The attribution of the engravings to Neanderthals, not modern humans, rests partly on the Mousterian tools found in the cave and partly on the timing. Marquet’s team dated sediments from the cave entrance to at least 57,000 years ago, and probably around 75,000 years ago. This means the entrance was sealed around that time.

Neanderthals lived in Europe and parts of Asia for hundreds of thousands of years. They disappeared around 40,000 years ago, not long after some modern humans began arriving in Europe in large numbers around 45,000 years ago, following their emergence from Africa. This is long after La Roche-Cotard was sealed.

“It’s well dated,” says Paola Villa at the University of Colorado in Boulder. “The fact they’re all Mousterian materials suggests that they are right.”

Engravings made by Neanderthals in La Roche-Cotard cave in France

Jean-Claude Marquet, CC-BY 4.0

While many examples of prehistoric art are known from Europe and elsewhere, most are from the past few tens of thousands of years, and have been attributed to H. sapiens. Claims of Neanderthal art have been highly controversial. Strong evidence finally emerged in 2018, when researchers demonstrated that art found in several Spanish caves was more than 45,000 years old, and in some cases over 60,000 years old.

The story has since become more complicated because evidence has emerged that modern humans did intermittently enter Europe earlier than 45,000 years ago. Some briefly lived at Grotte Mandrin in northern France around 54,000 years ago and others were in Greece 210,000 years ago.

Nevertheless, on the balance of probabilities, Neanderthals were probably responsible for the engravings, says April Nowell at the University of Victoria in Canada. “I have no trouble in accepting these as hominin-produced digital tracings and no trouble accepting that it dates to a period where only Neanderthals were in the region.”

The engravings in La Roche-Cotard add to the growing evidence of Neanderthals producing symbols and symbolic artefacts. Back in 2003, Marquet and his colleague Michel Lorblanchet at the  French National Center for Scientific Research described an artefact from La Roche-Cotard: a piece of flint with a bone splinter driven through it, which they interpreted as an attempt to represent a face, presumably that of a Neanderthal. More recently, a symbol like a hashtag was found in Gorham’s cave in Gibraltar, which was probably made by a Neanderthal.

Clearly, some Neanderthals engaged in these behaviours, says Nowell. “But I do find it interesting that all of these examples seem to be one-offs in a way.” There are no other known Neanderthal sites with engravings like those in La Roche-Cotard or the one in Gorham’s cave – whereas prehistoric art by H. sapiens is more common and contains repeating elements.
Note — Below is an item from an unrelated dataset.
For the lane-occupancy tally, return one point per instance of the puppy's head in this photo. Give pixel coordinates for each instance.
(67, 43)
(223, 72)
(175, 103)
In the same way that a person on the beach may doodle shapes in the sand, the Neanderthals may have created symbols with little or no shared meaning, says Nowell. “I think we don’t yet have that kind of community-level symbolic behaviour.”

It may be that modern humans picked up some of Neanderthals’ symbolic behaviours and developed them further, says Villa. “There is clear evidence that they interbred,” she says, so they could also have learned from each other.